Vangelo  Mt 28, 16-20

Dal vangelo secondo Matteo

In quel tempo, gli undici discepoli andarono in Galilea, sul monte che Gesù aveva loro indicato.
Quando lo videro, si prostrarono. Essi però dubitarono. Gesù si avvicinò e disse loro: «A me è stato dato ogni potere in cielo e sulla terra. Andate dunque e fate discepoli tutti i popoli, battezzandoli nel nome del Padre e del Figlio e dello Spirito Santo, insegnando loro a osservare tutto ciò che vi ho comandato. Ed ecco, io sono con voi tutti i giorni, fino alla fine del mondo».

 

 

Il mandato di Gesù ai discepoli nel Vangelo di questa domenica è molto liberante: ‘fate discepole tutte le genti’. È liberante perché non chiede l’inquadramento delle persone in una dottrina, ma l’ingresso in cammino – quello del discepolo – che significa ascolto, intimità, consuetudine di vita con il Maestro. È ben diverso da quel ‘ammaestrate tutte le genti’ della vecchia traduzione dei Vangeli che forse qualcuno di noi ha ancora nell’orecchio; ma soprattutto è una cosa che riguarda tutti allo stesso modo, anche gli Undici, che all’inizio di questo Vangelo vengono chiamati a loro volta ‘discepoli’.
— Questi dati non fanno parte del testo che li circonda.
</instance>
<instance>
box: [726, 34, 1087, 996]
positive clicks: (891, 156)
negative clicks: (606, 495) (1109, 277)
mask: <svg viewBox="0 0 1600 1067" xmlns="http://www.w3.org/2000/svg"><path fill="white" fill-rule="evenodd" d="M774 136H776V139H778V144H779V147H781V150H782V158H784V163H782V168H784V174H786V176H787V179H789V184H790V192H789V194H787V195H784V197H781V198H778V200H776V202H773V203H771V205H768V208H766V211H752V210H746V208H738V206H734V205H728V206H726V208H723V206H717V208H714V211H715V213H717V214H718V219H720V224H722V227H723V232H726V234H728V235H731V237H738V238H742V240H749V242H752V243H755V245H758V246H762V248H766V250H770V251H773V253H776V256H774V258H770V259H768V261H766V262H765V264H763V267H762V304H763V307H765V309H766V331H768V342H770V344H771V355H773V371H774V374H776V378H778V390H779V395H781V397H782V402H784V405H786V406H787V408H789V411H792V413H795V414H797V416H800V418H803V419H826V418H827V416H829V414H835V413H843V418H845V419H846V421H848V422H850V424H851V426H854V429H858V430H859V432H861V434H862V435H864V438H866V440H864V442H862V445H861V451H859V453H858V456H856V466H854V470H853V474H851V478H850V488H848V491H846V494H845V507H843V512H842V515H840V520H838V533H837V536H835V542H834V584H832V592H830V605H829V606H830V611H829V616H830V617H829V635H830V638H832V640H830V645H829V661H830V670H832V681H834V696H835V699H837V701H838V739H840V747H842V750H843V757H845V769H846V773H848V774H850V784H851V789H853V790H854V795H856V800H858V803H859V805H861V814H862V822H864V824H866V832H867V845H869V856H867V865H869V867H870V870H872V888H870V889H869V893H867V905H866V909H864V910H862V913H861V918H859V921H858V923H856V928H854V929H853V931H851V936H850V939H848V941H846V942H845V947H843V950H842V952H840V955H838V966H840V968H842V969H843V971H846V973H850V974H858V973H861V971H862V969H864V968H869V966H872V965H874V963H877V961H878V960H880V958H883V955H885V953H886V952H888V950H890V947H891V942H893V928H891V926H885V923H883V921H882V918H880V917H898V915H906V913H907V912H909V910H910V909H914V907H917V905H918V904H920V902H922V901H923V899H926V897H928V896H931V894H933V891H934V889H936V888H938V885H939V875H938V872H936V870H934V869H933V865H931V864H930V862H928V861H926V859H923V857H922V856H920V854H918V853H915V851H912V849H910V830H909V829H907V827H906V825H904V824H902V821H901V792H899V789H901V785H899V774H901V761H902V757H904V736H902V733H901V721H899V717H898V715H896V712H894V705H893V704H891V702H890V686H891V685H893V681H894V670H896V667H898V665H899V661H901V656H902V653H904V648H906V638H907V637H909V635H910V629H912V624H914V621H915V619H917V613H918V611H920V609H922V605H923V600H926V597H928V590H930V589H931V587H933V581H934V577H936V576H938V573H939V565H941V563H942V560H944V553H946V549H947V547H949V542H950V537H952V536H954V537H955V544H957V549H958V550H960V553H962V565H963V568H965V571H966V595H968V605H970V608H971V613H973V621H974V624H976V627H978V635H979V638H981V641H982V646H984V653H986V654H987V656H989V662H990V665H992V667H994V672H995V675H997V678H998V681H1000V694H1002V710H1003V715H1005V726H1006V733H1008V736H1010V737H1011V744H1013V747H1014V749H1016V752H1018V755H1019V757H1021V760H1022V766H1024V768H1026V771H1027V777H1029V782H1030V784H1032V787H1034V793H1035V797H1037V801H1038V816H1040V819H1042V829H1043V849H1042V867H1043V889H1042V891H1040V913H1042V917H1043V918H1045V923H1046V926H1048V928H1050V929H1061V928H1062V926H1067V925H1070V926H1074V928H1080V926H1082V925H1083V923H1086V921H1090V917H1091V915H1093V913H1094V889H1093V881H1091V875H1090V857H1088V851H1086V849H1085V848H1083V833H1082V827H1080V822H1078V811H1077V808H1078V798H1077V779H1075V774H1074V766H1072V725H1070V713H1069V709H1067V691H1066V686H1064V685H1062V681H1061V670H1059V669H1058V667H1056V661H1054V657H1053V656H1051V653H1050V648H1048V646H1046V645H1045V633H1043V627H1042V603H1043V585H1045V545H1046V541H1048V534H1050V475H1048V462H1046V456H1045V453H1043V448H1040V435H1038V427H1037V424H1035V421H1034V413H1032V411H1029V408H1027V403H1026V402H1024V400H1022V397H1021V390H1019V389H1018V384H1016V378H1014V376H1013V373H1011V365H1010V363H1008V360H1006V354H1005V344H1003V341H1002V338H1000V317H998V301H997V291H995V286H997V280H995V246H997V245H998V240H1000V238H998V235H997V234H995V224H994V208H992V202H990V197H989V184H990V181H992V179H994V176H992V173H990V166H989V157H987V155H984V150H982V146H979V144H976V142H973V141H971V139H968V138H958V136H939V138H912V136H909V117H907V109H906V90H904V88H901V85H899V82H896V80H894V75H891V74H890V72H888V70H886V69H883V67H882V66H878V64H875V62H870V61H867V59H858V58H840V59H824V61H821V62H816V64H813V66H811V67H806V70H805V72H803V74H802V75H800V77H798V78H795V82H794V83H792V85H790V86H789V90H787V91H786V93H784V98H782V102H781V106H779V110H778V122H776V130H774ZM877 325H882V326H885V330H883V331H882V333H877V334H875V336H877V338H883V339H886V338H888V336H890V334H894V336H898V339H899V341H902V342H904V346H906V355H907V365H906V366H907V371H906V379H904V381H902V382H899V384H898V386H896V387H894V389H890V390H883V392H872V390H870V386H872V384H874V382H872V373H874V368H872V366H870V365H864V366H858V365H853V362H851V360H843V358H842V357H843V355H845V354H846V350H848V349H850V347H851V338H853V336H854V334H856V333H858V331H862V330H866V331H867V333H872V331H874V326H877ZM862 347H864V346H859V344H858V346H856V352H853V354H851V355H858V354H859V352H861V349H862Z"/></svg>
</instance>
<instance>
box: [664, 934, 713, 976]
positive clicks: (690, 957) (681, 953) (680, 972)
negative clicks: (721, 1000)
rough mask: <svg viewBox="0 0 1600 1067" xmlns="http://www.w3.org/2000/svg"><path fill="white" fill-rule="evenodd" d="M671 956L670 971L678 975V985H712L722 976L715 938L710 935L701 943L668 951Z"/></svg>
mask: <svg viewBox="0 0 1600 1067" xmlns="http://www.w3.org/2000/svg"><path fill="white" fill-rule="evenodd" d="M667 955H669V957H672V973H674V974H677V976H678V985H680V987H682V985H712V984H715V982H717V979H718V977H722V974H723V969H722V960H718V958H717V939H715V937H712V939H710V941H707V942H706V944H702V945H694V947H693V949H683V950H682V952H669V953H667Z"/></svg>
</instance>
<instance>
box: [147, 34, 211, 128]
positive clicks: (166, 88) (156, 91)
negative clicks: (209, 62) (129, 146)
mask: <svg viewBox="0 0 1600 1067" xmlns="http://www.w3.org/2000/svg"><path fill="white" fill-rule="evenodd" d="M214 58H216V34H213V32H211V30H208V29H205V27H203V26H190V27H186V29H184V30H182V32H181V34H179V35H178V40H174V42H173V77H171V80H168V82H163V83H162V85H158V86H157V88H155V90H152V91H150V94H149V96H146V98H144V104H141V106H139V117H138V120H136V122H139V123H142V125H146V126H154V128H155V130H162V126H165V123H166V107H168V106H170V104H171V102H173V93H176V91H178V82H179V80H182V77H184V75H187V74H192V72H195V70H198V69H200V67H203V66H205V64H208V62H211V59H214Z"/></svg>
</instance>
Gesù che sale al cielo chiede, dunque, alla Chiesa, di far entrare tutte le persone nella relazione con lui, unico Maestro, condividendo un cammino e non esercitando un potere. Colpisce moltissimo sentire che anche nel momento dell’ascensione al cielo i discepoli adoravano e dubitavano al tempo stesso, perché dice che il tempo della Chiesa non è un tempo di certezze, ma di promesse; e quando si ha a che fare con una promessa occorre sempre fare un cammino di fiducia, lottare contro i propri dubbi e scommettere sulle parole di Gesù che dice ‘Io sono con voi’. Perciò, prima che ‘fare discepoli’ occorre riconoscere che noi stessi siamo anzitutto discepoli, con i nostri slanci e i nostri dubbi, sapendo che al centro non possiamo mai esserci noi con le nostre certezze, ma il Signore e la sua promessa di comunione. E in questo modo è possibile anche insegnare ciò che Gesù ha comunicato e condiviso senza che questo scada in un esercizio del potere.

Il tempo della Chiesa diventi, dunque, per noi il tempo per ‘fare discepoli’, non per ‘fare cristiani’; il tempo per aprire dei cammini che permettano l’incontro vero con Dio, non per inquadrare le persone in schemi di appartenenza; il tempo per condividere la nostra fede, spesso dubbiosa, non per insegnare delle verità che rimangono belle parole, ma talmente astratte da non salvare la vita di nessuno.